The Color Structure Descriptor captures both color content and information about the spatial arrangement of the colors. Specifically, it is a histogram that counts the number of times a color is present in an 8x8 windowed neighborhood, as this window progresses over the image rows and columns. This enables it to distinguish, for example, between an image in which pixels of each color are distributed uniformly and an image in which the same colors occur in the same proportions, but are located distinct blocks.
IlluminationInvariantColor is another supporting tool in the color description tool group. It is a container and can extend four color descriptors – DominantColor, ScalableColor, ColorLayout and ColorStructure – to support illumination invariant similarity matching.

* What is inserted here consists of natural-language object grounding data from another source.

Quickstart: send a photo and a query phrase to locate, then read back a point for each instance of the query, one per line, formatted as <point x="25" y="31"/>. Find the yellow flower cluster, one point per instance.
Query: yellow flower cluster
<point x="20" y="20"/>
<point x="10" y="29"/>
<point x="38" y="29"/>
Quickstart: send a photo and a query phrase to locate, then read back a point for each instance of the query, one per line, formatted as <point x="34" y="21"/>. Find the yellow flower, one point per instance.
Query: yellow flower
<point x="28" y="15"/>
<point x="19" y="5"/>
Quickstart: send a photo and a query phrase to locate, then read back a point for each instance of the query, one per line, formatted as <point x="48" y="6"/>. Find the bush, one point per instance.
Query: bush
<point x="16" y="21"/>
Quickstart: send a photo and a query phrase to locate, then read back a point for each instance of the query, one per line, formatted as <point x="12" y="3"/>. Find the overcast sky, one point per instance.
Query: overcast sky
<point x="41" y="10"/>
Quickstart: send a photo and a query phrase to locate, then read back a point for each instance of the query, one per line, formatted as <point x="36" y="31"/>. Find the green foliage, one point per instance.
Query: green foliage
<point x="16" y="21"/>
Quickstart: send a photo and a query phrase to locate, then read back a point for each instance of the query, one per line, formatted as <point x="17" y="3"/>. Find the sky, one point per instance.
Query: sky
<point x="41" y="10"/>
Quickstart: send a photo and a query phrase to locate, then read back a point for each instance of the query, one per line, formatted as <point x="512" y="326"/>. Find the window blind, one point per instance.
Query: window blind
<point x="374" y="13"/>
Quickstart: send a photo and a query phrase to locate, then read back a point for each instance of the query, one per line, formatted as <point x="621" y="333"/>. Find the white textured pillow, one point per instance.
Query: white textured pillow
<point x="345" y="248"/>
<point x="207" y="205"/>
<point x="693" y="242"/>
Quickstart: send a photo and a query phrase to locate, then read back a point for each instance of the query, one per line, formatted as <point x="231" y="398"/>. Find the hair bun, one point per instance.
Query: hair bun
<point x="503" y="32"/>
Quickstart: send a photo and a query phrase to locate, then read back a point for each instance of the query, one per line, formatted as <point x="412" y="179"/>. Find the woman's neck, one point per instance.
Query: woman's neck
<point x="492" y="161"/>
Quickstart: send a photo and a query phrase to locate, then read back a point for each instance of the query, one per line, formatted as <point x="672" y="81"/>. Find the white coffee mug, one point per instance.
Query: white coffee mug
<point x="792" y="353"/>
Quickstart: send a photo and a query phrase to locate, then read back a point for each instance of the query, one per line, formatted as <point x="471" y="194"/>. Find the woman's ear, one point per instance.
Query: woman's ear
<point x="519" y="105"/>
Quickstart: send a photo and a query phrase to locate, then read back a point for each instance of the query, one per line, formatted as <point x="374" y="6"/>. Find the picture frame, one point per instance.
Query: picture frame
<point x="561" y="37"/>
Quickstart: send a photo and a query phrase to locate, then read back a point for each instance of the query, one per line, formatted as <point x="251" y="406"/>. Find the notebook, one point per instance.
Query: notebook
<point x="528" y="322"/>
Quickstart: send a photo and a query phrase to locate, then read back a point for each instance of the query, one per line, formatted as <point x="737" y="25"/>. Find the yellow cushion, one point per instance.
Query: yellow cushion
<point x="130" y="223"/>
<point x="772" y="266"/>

All the tools are applicable to square-formed and arbitrary shaped still pictures.
The edge histogram descriptor represents the spatial distribution of five types of edges (four directional edges and one non-directional). It consists of local histograms of these edge directions, which may optionally be aggregated into global or semi-global histograms.
The Homogeneous Texture descriptor is designed to characterize the properties of texture in an image (or region), based on the assumption that the texture is homogeneous – i.e., the visual properties of the texture are relatively constant over the region. The descriptive features are extracted from a bank of orientation- and scale-tuned Gabor filters.
The Texture Browsing Descriptor is useful for representing homogeneous texture for browsing type applications. This descriptor, combined with the Homogeneous Texture Descriptor, provides a scalable solution to representing homogeneous texture regions in images.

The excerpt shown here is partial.